Davis v Friction Dynamics (Employment Tribunal, Unreported Liverpool ET, case no. 6500432/02)
In 1999 the Law was changed to provide a little more legal protection from unfair dismissal for dismissed strikers and workers taking other forms of industrial action. The new law was a welcome improvement from the previous situation, where workers only had protection if there were selective dismissals during the first three months of industrial action. All an employer needed to do was either dismiss everyone taking part in the industrial action, or wait three months to selectively dismiss. But the new law was criticised for not going far enough. There was no change to the common law rule that industrial action is a breach of the contract of employment and the new rights not to be unfairly dismissed were limited and hedged with qualifications.
Given the political significance to the trade union movement of the law change, it is slightly surprising that only now are the first cases coming to the Tribunal to test its provisions. Let's hope that it's because employers have accepted the new position and are not dismissing their workers who are taking industrial action.
Compliance with the law was certainly not the position adopted by the employer in Davis v Friction Dynamics, one of the first tribunal decisions on the new provisions in the Trade Union and Labour Relations (Consolidation) Act 1992 which sets out the limited unfair dismissal rights to workers engaged in 'protected industrial action'. The section only gives protection to official industrial action which complies with the labyrinthine rules on trade disputes, giving of notice, postal balloting, calling action and the like. It then gives workers the right to bring an unfair dismissal complaint either if:Â
(i) the dismissal takes place within the period of eight weeks beginning when the action started or
(ii) where dismissal takes place later, if the employer has failed to take reasonable procedural steps to resolve the dispute.
Bingo
In Davis the workers at a factory were faced with unilateral management action to remove the workers' contractual rights to have their terms and conditions determined by a collective bargain. The employer also took steps to remove union involvement at the workplace. The workers balloted for industrial action and a strike was called. On the first day of the strike the employer wrote a letter to each of the strikers, stating that 'You have taken industrial action and by doing so have repudiated your contract of employment'.
A manager had consulted a text book before writing this letter, adding the word 'bingo' against a passage indicating that the whole of a striking workforce could be sacked without anyone being able to claim for unfair dismissal (the same manager deleted the word on the document which went to the tribunal, not realising that the applicants had already copied it). Such is the practice of enlightened management in the 21st century.
After this the employer imposed holidays and refused to allow the workers to return to work. Some meetings took place, in which ACAS was involved. It was confirmed by various witnesses, including an MP, that the American managing director, Craig Smith, viewed the strikers as 'history'. Eight weeks after the strike began, the employer sent further notices to the strikers sacking them all.

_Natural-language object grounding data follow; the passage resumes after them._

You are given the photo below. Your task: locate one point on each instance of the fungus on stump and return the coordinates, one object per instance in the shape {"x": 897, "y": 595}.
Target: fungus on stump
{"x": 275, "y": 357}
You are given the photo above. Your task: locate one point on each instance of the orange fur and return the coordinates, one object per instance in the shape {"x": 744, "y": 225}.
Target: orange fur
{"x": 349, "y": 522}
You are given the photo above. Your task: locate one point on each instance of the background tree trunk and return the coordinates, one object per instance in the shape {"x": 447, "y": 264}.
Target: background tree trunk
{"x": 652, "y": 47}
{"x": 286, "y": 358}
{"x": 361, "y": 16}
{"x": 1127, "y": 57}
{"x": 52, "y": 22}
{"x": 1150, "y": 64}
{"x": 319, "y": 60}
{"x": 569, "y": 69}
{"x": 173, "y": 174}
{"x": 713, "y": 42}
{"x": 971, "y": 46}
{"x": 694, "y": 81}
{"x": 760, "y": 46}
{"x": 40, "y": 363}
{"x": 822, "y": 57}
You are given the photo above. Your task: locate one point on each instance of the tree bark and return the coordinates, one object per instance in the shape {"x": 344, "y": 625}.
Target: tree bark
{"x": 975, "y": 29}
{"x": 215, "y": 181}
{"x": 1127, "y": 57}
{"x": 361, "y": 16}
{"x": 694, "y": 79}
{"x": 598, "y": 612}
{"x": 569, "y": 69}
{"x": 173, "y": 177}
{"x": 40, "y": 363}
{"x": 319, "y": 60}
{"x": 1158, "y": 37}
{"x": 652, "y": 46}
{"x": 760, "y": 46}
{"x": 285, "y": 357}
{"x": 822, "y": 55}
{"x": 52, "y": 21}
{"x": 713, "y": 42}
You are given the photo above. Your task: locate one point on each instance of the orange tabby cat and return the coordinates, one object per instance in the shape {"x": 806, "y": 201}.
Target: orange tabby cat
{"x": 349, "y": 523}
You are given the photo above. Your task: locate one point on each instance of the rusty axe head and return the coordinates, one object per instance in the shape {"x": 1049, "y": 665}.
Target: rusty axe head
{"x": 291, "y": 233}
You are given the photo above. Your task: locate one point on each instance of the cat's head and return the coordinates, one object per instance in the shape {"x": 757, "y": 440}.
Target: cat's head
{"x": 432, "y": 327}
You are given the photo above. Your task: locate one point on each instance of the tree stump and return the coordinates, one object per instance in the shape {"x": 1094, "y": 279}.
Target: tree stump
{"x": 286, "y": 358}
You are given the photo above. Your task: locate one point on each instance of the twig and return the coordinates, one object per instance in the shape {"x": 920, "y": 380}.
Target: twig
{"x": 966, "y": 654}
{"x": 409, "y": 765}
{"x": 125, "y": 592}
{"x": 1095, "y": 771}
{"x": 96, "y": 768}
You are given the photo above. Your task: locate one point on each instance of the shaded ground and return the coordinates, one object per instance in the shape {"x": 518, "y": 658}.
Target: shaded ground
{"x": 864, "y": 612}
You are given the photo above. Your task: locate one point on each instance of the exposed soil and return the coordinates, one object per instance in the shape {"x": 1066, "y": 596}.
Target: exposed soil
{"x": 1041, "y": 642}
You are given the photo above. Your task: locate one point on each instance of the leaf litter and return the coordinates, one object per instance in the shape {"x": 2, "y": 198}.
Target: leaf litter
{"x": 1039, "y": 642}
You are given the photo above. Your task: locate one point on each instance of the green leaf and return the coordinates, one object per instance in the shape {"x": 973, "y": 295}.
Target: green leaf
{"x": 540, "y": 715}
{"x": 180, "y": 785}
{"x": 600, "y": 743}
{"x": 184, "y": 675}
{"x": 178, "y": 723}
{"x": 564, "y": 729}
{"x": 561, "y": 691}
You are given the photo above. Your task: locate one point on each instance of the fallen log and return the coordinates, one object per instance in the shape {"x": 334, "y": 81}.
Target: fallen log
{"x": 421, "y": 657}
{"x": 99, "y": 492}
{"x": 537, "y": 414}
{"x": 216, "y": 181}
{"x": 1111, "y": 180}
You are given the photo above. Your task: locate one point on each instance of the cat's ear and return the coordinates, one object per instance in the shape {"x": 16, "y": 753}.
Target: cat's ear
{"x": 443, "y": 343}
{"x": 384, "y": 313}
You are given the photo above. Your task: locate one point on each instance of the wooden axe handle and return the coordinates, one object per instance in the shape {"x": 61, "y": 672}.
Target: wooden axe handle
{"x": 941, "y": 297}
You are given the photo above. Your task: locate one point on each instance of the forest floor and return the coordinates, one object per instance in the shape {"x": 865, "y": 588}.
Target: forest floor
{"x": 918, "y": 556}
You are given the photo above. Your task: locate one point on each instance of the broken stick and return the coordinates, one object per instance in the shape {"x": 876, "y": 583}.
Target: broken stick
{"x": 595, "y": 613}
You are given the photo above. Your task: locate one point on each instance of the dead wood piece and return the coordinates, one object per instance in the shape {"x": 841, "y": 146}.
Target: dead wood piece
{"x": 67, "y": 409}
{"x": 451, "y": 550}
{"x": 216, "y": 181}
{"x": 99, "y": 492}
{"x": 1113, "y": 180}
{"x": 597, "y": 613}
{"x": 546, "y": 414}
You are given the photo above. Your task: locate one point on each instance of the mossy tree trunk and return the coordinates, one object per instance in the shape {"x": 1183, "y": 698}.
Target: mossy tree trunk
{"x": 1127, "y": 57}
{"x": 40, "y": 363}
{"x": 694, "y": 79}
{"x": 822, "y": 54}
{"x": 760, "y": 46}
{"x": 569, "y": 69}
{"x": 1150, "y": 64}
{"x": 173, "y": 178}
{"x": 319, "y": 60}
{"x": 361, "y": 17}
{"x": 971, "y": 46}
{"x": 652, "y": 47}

Against this background the tribunal considered s.238A of the 1992 Act. Perhaps remarkably given the impenetrability and complexity of the provisions on calling lawful industrial action, the workers here complied with the many duties on balloting etc., and this was unchallenged by the employers.
Stunning victory
The case was a stunning victory for the workers and their union, the TGWU, represented at the tribunal by John Hendy QC and Michael Ford of Old Square Chambers. The tribunal found in the applicants' favour on two grounds. The letter written to the employees on the first day of the strike was an unambiguous letter of dismissal, so that the workforce was dismissed during the eight week period and the dismissal was unfair.
In the alternative, it held that the employer failed to attend meetings and deliberately sought to obstruct settlement talks, so that it had not taken reasonable procedural steps. The significance of this failure was that it extended the period of protection from dismissal for the striking workforce beyond the eight week period.
What about the future?
So far so good. But it should be clear that the decision turns, of course, on its facts. Perhaps foolishly, the employer sacked the whole workforce on the first day of the strike and then did not take care to appear as if it were trying to settle the dispute.

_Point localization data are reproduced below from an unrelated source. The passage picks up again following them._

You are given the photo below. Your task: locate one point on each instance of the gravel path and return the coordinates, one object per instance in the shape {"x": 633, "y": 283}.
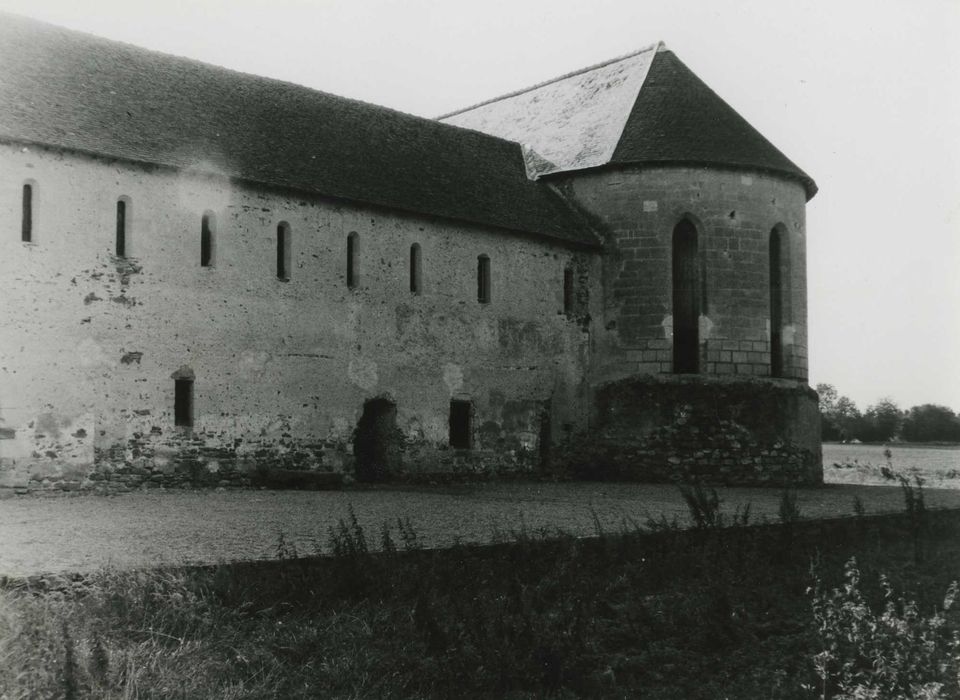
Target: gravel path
{"x": 147, "y": 528}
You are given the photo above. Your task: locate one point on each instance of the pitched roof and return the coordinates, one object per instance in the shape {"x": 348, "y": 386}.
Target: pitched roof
{"x": 644, "y": 108}
{"x": 571, "y": 122}
{"x": 79, "y": 92}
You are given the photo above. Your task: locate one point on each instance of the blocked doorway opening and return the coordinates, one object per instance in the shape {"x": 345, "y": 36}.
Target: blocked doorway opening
{"x": 377, "y": 442}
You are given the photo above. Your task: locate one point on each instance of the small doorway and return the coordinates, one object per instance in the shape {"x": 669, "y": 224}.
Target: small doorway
{"x": 377, "y": 441}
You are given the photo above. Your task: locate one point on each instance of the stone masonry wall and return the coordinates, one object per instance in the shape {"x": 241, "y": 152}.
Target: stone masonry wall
{"x": 734, "y": 213}
{"x": 90, "y": 342}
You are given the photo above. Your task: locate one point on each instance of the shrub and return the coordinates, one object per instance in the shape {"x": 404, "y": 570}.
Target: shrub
{"x": 891, "y": 653}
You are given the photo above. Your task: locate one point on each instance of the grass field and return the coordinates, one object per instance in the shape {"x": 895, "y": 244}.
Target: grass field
{"x": 861, "y": 464}
{"x": 726, "y": 610}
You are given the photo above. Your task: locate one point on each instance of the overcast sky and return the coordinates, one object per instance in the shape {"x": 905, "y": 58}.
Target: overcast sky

Other, better advised employers may take more care to delay dismissals and to erect the necessary facade during the eight week period. After that, and so long as the procedural steps are reasonable, the whole workforce can be sacked, and unfair dismissal protection is lost - even though the workers have complied with every single one of the many legal duties on taking legal action. But this case demonstrates that Tribunals may be astute to a pretence of negotiation by an employer. The meetings held, even ACAS' involvement, did not amount to reasonable proedural steps.

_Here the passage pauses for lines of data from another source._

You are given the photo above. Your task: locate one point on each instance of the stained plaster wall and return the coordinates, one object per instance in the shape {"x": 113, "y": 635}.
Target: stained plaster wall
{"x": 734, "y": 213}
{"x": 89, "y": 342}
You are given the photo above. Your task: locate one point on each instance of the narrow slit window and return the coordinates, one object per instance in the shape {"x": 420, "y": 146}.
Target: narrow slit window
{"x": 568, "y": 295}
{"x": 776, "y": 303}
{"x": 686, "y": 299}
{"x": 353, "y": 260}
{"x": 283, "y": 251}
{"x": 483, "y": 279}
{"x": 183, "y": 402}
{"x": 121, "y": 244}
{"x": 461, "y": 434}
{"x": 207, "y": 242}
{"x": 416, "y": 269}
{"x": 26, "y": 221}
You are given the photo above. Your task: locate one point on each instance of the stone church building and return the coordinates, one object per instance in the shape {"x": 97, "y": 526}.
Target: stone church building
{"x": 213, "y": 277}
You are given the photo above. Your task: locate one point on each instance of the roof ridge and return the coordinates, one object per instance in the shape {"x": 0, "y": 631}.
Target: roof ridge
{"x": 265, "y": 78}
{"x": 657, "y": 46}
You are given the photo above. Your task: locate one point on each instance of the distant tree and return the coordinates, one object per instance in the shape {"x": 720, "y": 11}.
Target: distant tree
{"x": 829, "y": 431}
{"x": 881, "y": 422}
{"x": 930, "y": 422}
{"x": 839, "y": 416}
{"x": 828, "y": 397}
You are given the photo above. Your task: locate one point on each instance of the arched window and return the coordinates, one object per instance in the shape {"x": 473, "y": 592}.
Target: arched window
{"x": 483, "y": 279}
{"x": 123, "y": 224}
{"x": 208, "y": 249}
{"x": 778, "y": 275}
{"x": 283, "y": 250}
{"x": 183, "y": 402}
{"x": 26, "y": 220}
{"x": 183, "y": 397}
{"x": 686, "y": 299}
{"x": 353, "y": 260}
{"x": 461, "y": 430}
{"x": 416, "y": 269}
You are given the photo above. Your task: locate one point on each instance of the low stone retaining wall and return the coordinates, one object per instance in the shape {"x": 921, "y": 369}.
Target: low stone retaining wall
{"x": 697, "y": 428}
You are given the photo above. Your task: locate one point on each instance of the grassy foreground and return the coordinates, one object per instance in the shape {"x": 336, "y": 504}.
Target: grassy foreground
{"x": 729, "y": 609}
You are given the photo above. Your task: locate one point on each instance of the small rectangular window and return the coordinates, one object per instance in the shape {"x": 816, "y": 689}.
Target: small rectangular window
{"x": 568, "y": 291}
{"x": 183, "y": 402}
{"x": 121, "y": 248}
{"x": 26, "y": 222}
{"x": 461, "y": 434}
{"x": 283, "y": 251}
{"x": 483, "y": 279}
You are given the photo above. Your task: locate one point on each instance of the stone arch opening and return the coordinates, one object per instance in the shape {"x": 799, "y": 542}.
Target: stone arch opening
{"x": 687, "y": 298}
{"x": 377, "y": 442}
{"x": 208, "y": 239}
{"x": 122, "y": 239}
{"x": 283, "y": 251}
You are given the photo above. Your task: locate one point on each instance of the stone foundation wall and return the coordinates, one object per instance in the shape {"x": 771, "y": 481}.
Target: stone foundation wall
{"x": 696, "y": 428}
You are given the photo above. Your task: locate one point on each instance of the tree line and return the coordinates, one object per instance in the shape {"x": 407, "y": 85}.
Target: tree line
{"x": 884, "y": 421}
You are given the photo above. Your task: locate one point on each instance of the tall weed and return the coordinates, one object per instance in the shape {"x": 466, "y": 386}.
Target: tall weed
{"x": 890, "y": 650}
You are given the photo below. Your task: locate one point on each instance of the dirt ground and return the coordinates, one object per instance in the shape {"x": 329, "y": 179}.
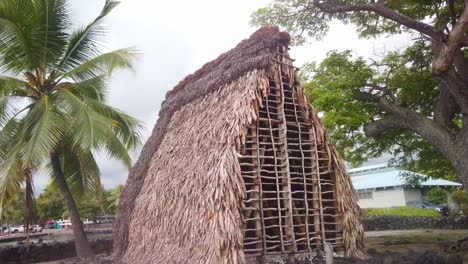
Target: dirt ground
{"x": 418, "y": 242}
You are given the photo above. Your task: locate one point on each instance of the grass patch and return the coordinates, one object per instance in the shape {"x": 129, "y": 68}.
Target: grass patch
{"x": 401, "y": 211}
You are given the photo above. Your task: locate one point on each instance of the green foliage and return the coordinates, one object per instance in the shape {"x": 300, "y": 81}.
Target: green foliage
{"x": 50, "y": 204}
{"x": 14, "y": 211}
{"x": 52, "y": 97}
{"x": 401, "y": 211}
{"x": 461, "y": 198}
{"x": 346, "y": 89}
{"x": 338, "y": 88}
{"x": 438, "y": 195}
{"x": 302, "y": 18}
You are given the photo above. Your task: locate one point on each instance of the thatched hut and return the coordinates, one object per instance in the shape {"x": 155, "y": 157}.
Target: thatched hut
{"x": 238, "y": 169}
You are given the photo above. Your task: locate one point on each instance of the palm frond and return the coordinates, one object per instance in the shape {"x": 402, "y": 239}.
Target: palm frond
{"x": 89, "y": 128}
{"x": 11, "y": 179}
{"x": 94, "y": 88}
{"x": 44, "y": 128}
{"x": 12, "y": 90}
{"x": 54, "y": 15}
{"x": 20, "y": 33}
{"x": 83, "y": 44}
{"x": 104, "y": 64}
{"x": 8, "y": 136}
{"x": 117, "y": 150}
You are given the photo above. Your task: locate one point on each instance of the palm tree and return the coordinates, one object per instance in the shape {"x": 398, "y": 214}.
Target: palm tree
{"x": 52, "y": 101}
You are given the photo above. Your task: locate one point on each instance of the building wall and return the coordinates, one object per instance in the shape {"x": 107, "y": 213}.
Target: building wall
{"x": 413, "y": 195}
{"x": 384, "y": 198}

UK law still lags far behind
After a long review the government has indicated that the law will not be changed; UK law continues to lag far behind that of other European countries, international labour standards and the minimum level of respect that workers are entitled to expect. The 'right' to strike in law remains illusory: a 'right' whose existence is determined by the employer.
However, until the law is extended to provide greater protection, this case proves how even the existing law can be used to gain redress for sacked strikers.